Как ни странно, это помогло. Серый мрак, смыкавшийся вокруг него плотным кольцом, слегка отступил, а затем и вовсе умчался в сторону, унесенный порывом раскаленного ветра, прилетевшего от огненной реки, на берегу которой Танаев стоял, и теперь он смог наконец увидеть окружавший его мир.

Лавовый поток огибал небольшую площадку метров сорока в поперечнике, на которой он теперь сидел, примостившись на обломке застывшей лавы. Позади него этот островок, полностью отрезанный от остального мира огненной рекой, заканчивался отвесной черной стеной застывшей лавы.
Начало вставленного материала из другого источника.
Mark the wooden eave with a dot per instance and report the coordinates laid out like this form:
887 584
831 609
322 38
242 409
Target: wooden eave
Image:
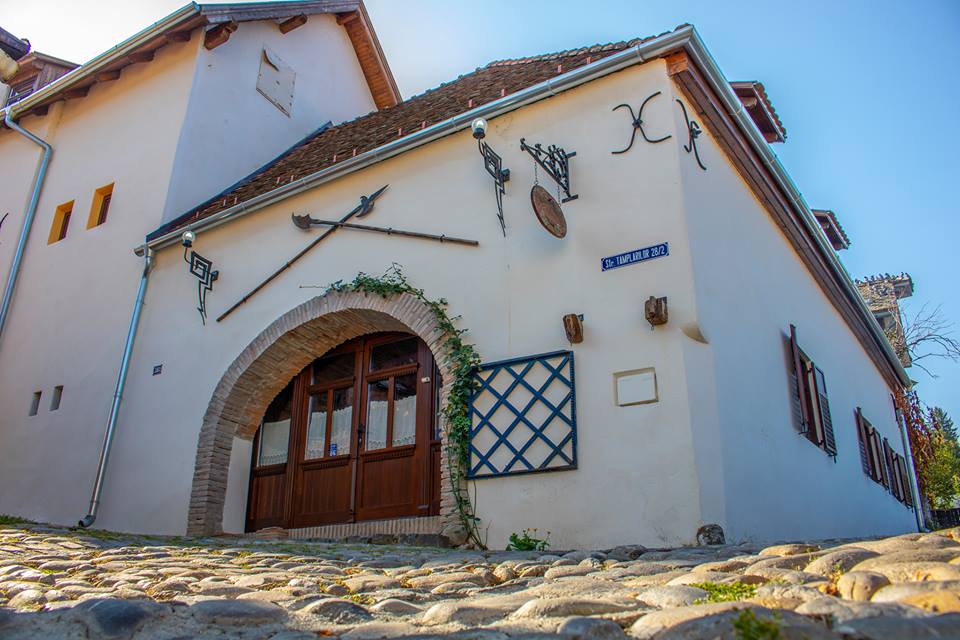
731 139
373 63
221 20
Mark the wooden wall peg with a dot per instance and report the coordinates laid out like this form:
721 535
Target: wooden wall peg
655 310
573 325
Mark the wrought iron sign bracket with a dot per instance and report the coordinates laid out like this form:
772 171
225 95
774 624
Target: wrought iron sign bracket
555 161
202 269
637 121
693 132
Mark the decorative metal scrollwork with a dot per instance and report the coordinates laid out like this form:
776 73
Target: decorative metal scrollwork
637 121
555 161
693 132
494 166
203 270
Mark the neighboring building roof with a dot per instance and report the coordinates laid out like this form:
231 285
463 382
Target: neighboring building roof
754 98
219 21
831 226
13 46
337 144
— Похоже на пекло! — пробормотал Танаев, принюхиваясь и не подозревая о том, что его ироническое предположение не так уж далеко от истины. Да и пахло соответственно. Сернистый ангидрид вперемешку с угарным газом. Почти как на площади Пушкина в те далекие времена, когда он еще не улетал с Земли, — впрочем, не такие уж далекие, — во всяком случае, для него. Ведь время на его родной планете и на Элане, заключенной в оболочку черной звезды, шло совершенно по-разному.

Он все время думал о пустяках вроде этого запаха, стараясь отвлечься от безрадостной картины, открывшейся его взору. Лучше бы он этого не видел. Поток раскаленной лавы, шириной метров в триста, опоясывал его островок почти сплошным огненным кольцом. Лишь за его спиной вздымалась гладкая и совершенно неприступная стена лавы, не затронутая раскаленным потоком. Выхода с островка не было — разве что он научится плавать в раскаленной до малинового свечения лаве. Танаев горько усмехнулся этой нелепой мысли и прислушался своим внутренним слухом к окружающему, пытаясь поймать ментальный след чужого сознания, уловить хотя бы шорох, отзвук мысли, всегда извещавший его о присутствии любого живого существа на расстоянии многих километров. Раньше это ему неплохо удавалось, но мир, в котором он очутился сейчас, был совершенно безмолвен и казался абсолютно вымершим, лишенным даже признака жизни.

— И что же дальше? — спросил он раскаленную пустоту, давившую его со всех сторон. — Это и есть «путь героев»? Для чего я здесь? Почему поверил бредням свихнувшихся на своих легендах монахов? Преодолеть столько препятствий, вырваться из лап Аристарха — и все это лишь для того, чтобы теперь медленно поджариваться, очутившись в мире раскаленного камня!

Никто ему, разумеется, не ответил — разве что лава в потоке насмешливо булькнула, выдув на своей поверхности большой газовый пузырь.

Танаев почему-то не сомневался, что на этот раз никакие внешние силы не придут ему на помощь. Не было в окружавшем его пространстве никаких «внешних сил». Он должен сам найти выход из этого казавшегося безвыходным положения. Но почему «казавшегося»? Оно и в самом деле безвыходно. У него нет ничего, кроме обгоревшей одежды да бесполезного обломка меча.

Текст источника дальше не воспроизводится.